I started school today. For my third-year students I have an activity where we look at how much each class session costs them. We divide tuition (about ¥1.2 million, or US$14,000) by the number of classes in a year (usually around 400, each 90 minutes). They usually guess pretty closely to the ¥3,000 ($35) price for each session. But then we add room and board (another ¥1 million) and lost opportunity costs. We define those as if they could work their part-time jobs 40 hours a week, instead of studying. That adds another ¥2.4 million, more than tripling the per-class cost to a total of more than ¥11,000. That is about $130 per 90-minute session. For each student. Sure, I explain they also get the office staff, the library, our Boston Campus, and 3 other retreat centers, the Career Advisory staff, etc, etc,. But they get the idea.
Unfortunately, it didn’t last too long. At the end of the class, I gave the students the option of using their laptop computers in class with our new wireless system, or the other option of a paper-only class.
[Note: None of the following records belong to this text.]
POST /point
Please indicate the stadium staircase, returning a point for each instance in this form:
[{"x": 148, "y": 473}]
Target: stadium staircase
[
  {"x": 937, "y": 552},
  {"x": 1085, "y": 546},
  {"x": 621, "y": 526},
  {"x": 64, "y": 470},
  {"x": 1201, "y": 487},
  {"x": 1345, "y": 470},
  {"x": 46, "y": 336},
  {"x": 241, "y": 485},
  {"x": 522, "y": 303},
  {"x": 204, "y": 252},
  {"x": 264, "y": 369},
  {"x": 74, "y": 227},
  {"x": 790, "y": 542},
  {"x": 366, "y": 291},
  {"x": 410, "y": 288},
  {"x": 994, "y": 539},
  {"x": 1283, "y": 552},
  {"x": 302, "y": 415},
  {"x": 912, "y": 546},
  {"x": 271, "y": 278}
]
I told them web-based activities would be more interesting, and that they could learn much more, and more quickly. Most thought that carrying their laptop into school was too much of a burden. So we are using paper. (I have 3 classes where they don’t get the option, they HAVE to bring their laptops. At least they will get some muscle tone.)
Because of the electric situation, we will be finishing our semester 2 weeks early, just ast he really hot weather kicks in, and the air conditioner usage surges, causing rolling blackouts (but not in our area). I think it may have been that the university saw everyone else getting a late start, and wanted to get in on the inaction. The students cheered when they heard the news. So we have both administration and students working the system to get something for nothing, or, more accurately, less for the same.
I find it so hard not to just go along.